Some elements in my home barely enter the conversation. Not because they are understated, but because they keep doing their job. They still make me happy. They still anchor the rooms. Everything else is welcome to come and go around them.

The Neutral That Always Works (With a Bit of Cheating)
My go-to wall colour remains Intuitive by Histor. I do not use it because I avoid colour. Quite the opposite. Other colours always find their way in. Sometimes loudly. Sometimes temporarily. This neutral just gives them a place to land.
It never fails to make me happy, which is saying something considering how often it has to tolerate my experiments. It is calm, warm and forgiving. Everything else can change. The walls do not need to.

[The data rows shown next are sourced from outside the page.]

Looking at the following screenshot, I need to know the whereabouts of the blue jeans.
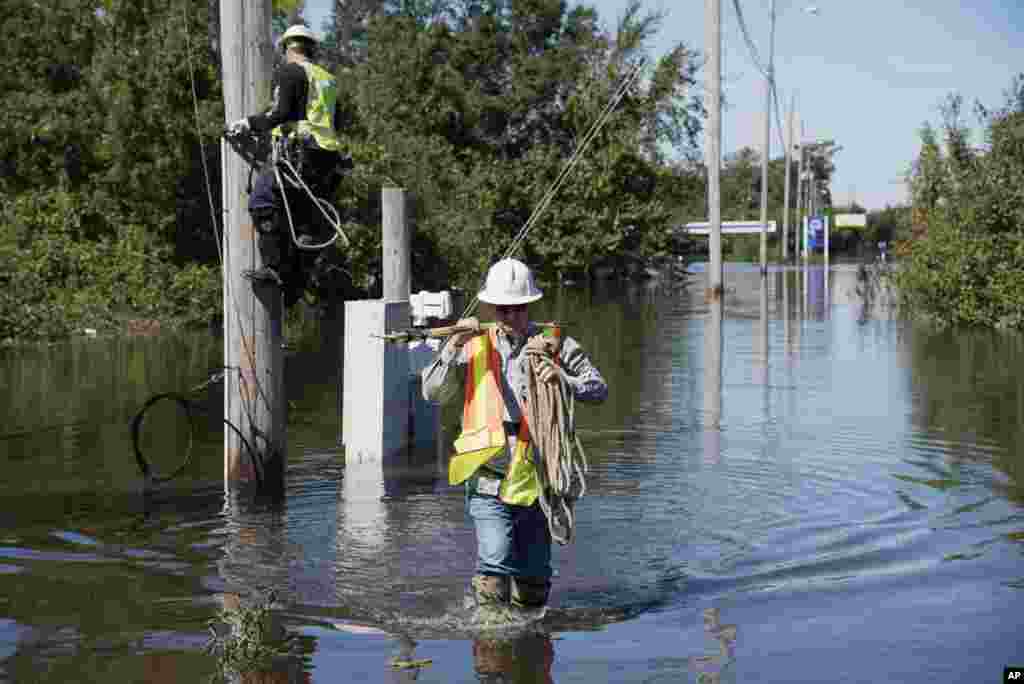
[469,494,551,579]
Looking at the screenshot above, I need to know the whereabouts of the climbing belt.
[273,150,350,252]
[523,335,588,545]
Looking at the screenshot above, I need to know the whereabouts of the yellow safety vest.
[271,61,341,152]
[449,329,541,506]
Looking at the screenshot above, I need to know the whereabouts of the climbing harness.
[523,335,588,545]
[223,125,353,252]
[131,371,263,486]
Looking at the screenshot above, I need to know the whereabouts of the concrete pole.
[761,0,775,279]
[220,0,287,484]
[705,0,722,301]
[782,93,797,263]
[381,187,412,302]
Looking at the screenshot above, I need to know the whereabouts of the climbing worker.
[228,25,351,306]
[422,259,608,608]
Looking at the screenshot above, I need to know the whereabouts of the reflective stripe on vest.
[449,330,540,506]
[272,61,341,152]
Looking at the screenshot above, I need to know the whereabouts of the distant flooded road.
[0,265,1024,684]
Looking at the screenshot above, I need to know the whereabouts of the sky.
[305,0,1024,209]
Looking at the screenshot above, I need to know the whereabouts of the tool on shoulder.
[374,322,561,343]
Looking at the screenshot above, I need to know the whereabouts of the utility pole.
[795,120,807,259]
[782,93,797,263]
[220,0,287,491]
[705,0,722,302]
[761,0,775,279]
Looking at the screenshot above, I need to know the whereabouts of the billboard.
[835,214,867,228]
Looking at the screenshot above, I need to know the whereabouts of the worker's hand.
[452,316,480,349]
[537,357,558,383]
[227,118,249,135]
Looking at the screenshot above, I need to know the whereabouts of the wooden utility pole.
[220,0,287,484]
[705,0,722,301]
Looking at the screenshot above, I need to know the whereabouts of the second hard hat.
[281,24,319,45]
[479,259,544,306]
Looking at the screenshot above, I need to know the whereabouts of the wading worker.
[228,25,341,306]
[423,259,608,608]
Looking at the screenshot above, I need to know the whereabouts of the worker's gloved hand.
[452,316,480,349]
[227,118,249,135]
[537,357,558,383]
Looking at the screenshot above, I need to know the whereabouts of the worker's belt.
[466,421,519,497]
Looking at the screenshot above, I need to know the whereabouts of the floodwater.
[0,265,1024,684]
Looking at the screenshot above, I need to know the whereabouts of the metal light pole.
[796,120,807,259]
[761,0,775,277]
[782,94,797,263]
[705,0,722,302]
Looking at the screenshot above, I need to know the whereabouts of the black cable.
[131,382,263,487]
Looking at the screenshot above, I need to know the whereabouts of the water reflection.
[703,299,725,465]
[689,608,736,684]
[473,632,555,684]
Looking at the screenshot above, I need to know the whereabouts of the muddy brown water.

Vintage Rugs, Rotated Regularly
I will admit that calling vintage rugs “staying” is technically bending the truth. I own quite a few. They live in what I have optimistically named my rug library, also known as the attic. Rugs rotate. Seasons change. Moods shift. But the common denominator remains the same.
Vintage rugs anchor a space like nothing else. They handle colour with confidence, disguise daily life very well and make rooms feel layered rather than finished. Whether they are on the floor or temporarily stored upstairs, they are always part of the plan.

The Blue Sofa That Refuses To Leave
My blue sofa has been in the house since the day we bought it. Eight years ago. This is, by far, a personal record. Furniture rarely lasts that long around here. Occupational hazard.
And yet, it is still here. Still comfortable. Still holding its own. That longevity is not accidental. When a piece survives multiple layout changes, styling phases and passing temptations, it deserves some respect.
Heirlooms That Outrank Trends
Some objects do not need defending. My grandmother’s telephone. My father-in-law’s old boxing gloves. They are non-negotiable, not because they are decorative statements, but because they carry stories.
They add something personal that no new purchase ever could. Trends can wait their turn.

Why Stone Always Wins
Stone never feels like a compromise. Marble in particular does not date, no matter how many trend cycles attempt to suggest otherwise. A stone coffee table with organic edges just works. It grounds a room, feels good under your hands and adds weight without heaviness.
There is an authority to stone that never needs explaining.

Wood As The Thread That Ties It Together
Wood appears everywhere in my home, deliberately and otherwise. It softens sharper edges, balances bolder elements and keeps spaces from feeling overly styled. It ages well, carries marks of daily life, and only improves with time. Unlike some decorative impulses, it earns forgiveness.

Natural Materials Make Change Easier
Most of the elements that stay share one thing. Natural origins. Stone, wood, wool and aged textiles give interiors flexibility. They absorb colour, pattern and experimentation without falling apart visually. When the foundations feel honest, the rest can afford to misbehave.
What Staying Power Means To Me in 2026
This is not about playing it safe or refusing change. Staying power, to me, is recognising what still excites you enough not to replace out of habit. These pieces are not holding my home back. They are the reason it can keep evolving.
So as 2026 begins, these interior design choices are coming with me. Not because I have run out of ideas, but because they continue to earn their place. And frankly, that is harder than it sounds in my home!